И, отрешившись от всех проблем, он открывает глаза, глядя на неуничтожимую форму того, что возникает в зияющей на его руке пустоте.
О мертвеце
«Там только что человек умер», – сказал сосед, указав на полуразрушенную ограду пустого дома. Дядюшка Педро словно впервые увидел кирпичную стену, над которой пламенела пунцовая крона фламбойяна. «Вот на этой скамейке сидел, – сказал старик, указывая зонтиком. – И вроде бы почувствовал себя плохо. Поднялся, зашатался, как пьяный, перешел улицу, – черный зонтик в точности указывал путь через нежно-золотой воздух сумерек, – открыл калитку, рухнул и тут же умер. Это и есть то самое, что я называю верхом деликатности». Дядюшка Педро поглядел на покинутую скамью, на немощеную улицу, на полуоткрытую калитку.
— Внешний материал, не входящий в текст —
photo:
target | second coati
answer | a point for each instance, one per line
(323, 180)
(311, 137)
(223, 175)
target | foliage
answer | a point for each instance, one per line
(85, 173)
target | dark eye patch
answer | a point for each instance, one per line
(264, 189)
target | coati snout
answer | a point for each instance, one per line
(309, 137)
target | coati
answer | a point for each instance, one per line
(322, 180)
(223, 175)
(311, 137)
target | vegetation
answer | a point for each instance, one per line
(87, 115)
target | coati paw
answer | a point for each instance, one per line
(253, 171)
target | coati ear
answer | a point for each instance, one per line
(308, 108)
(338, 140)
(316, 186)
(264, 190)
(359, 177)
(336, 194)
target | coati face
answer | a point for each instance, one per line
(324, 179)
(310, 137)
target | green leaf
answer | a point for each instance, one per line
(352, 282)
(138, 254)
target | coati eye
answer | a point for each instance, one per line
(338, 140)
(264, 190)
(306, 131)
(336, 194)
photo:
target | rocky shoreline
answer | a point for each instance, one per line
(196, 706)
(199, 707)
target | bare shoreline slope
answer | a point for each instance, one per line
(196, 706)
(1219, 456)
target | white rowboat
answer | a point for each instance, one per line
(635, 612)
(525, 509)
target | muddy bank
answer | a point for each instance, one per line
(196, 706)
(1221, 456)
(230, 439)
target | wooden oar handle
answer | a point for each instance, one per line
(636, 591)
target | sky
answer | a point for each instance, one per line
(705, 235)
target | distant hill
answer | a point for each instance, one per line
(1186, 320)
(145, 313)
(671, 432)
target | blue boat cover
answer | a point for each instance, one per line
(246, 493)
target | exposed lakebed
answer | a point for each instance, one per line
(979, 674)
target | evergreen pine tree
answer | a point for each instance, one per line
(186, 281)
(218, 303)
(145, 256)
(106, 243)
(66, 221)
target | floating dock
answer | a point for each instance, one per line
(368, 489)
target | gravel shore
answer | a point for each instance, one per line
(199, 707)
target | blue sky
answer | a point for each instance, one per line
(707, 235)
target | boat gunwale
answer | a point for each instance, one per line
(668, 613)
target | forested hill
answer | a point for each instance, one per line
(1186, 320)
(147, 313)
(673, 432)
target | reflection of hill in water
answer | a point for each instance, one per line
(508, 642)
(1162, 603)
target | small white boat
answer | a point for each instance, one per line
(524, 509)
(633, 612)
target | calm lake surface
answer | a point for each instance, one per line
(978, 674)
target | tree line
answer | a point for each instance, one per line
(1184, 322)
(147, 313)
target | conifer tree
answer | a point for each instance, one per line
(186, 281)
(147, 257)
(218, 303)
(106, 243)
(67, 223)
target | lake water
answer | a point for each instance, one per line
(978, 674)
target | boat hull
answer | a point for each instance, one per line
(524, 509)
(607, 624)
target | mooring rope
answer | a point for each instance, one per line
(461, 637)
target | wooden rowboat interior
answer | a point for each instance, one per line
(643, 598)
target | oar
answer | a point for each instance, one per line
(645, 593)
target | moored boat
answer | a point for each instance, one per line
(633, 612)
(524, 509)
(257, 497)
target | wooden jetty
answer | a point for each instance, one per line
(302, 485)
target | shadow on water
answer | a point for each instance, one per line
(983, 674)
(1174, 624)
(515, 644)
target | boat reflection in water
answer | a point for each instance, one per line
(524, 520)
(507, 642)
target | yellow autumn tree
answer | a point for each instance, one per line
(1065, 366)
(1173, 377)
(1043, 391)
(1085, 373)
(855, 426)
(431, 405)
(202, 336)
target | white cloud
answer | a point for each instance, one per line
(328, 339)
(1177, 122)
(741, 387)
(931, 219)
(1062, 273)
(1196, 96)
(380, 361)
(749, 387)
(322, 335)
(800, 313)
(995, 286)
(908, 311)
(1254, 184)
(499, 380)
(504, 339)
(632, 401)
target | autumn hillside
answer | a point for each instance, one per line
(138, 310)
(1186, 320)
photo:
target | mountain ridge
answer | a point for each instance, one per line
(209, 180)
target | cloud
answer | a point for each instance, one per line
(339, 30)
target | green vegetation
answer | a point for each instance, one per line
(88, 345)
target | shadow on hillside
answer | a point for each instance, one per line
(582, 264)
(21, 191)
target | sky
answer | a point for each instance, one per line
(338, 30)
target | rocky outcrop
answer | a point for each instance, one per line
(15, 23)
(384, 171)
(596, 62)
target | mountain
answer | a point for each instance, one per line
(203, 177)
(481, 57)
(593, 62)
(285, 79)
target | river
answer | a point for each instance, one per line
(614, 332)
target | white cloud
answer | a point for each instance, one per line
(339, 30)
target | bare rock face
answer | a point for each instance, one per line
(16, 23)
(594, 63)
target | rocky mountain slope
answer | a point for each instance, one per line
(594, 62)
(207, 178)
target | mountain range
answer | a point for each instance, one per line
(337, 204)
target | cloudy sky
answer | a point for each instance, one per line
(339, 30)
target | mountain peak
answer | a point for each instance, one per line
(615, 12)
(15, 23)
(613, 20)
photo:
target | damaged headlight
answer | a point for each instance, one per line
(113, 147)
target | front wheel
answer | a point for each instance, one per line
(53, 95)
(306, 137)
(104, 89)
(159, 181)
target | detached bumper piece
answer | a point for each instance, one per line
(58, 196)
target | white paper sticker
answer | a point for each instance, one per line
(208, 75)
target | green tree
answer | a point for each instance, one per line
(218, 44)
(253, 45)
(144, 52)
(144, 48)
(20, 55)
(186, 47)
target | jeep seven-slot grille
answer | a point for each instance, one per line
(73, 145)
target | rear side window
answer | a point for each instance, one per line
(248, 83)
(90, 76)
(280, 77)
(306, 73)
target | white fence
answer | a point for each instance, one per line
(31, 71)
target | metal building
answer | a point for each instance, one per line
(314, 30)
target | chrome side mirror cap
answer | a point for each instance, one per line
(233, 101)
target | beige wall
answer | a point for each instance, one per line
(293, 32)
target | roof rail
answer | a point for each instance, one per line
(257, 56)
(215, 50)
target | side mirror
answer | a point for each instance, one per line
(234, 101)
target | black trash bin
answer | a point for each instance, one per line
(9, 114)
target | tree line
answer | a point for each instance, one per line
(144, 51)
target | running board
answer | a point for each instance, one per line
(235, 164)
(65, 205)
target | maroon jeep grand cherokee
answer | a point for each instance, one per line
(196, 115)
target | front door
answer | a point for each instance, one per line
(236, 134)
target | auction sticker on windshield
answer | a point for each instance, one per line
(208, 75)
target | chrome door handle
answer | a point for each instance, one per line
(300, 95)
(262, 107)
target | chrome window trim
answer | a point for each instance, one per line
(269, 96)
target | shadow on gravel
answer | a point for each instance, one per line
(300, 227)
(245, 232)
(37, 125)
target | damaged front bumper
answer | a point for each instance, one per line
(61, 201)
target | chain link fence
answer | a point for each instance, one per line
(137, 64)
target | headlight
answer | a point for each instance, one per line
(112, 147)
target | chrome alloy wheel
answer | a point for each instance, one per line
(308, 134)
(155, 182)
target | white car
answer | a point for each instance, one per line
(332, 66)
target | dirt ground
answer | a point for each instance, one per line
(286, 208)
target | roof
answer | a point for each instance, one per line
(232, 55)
Так все эти вещи обнаружили сегодня свой страшный и скрытый до этого смысл, выявили свою роль в комедии, для которой и были с точнейшим предвидением созданы и предназначены, – и скамья в парке, и улица, и калитка в ограде, и последние шаги умирающего, придавшие им поразительное единство. «Так, значит, и впрямь, – прошептал Дядюшка Педро, сделав усталый жест рукой, – чтобы вспышкой молнии осветить все это, родился и испил чашу смерти этот человек, пока – не смог больше жить». – «До чего же милашка вон та, что спит!» – сказал сосед. «Но вы сами, – спросил Дядюшка Педро, – все это видели?» – «Нет, – сказал сосед, – мне рассказали. А мертвый все еще там, внутри». Решительным шагом он перешел улицу, резко открыл калитку и вступил на двор, сопровождаемый Дядюшкой Педро.
«Хе-хе! – сосед именно так и прохехекал. – Унести успели». Они остановились в углу двора, образованном высокими, тут и там выщербленными кирпичными стенами. В траве все еще было различимо место, где лежало тело, а рядом со стволом пламенеющего дерева виднелись до абсурда аккуратно поставленные башмаки и латаный пиджак. Опираясь на зонт, сосед смотрел на них с явным неудовольствием.
«Оказывается, ничего не произошло, – объявил он, пнув пустую банку, которая раздраженно звякнула, ударившись о стену. – Более того, так как поговаривают, что никто в нашем квартале его не знал, я почти уверен, что никто и не помер». – «Так оно и есть», – сказал Дядюшка Педро. Концом палки он потрогал суконный пиджак и нарушил симметрию башмаков, внутренность которых на миг омыло тяжелое закатное солнце, озиравшее все эти печально прозябающие руины. Они удалились, а за их спиной внезапный порыв ветра оживил одинокий пиджак.
Из книги «Вести с улицы Химеры»
(1975)
На заре времен
Через две или три луны после того, как с милостивого позволения знахаря мальчик был похоронен, его отчим принес на край ущелья нехитрое сокровище, принадлежавшее тому, с тем чтобы бросить все это в бездну, – краткая отлучка матери благоприятствовала его намерению. Отчим был человек большой и грубый, хотя и неплохой, он хотел лишь облегчить матери горе, которое стало изрядно докучать и не шло на убыль из-за столь пустякового препятствия.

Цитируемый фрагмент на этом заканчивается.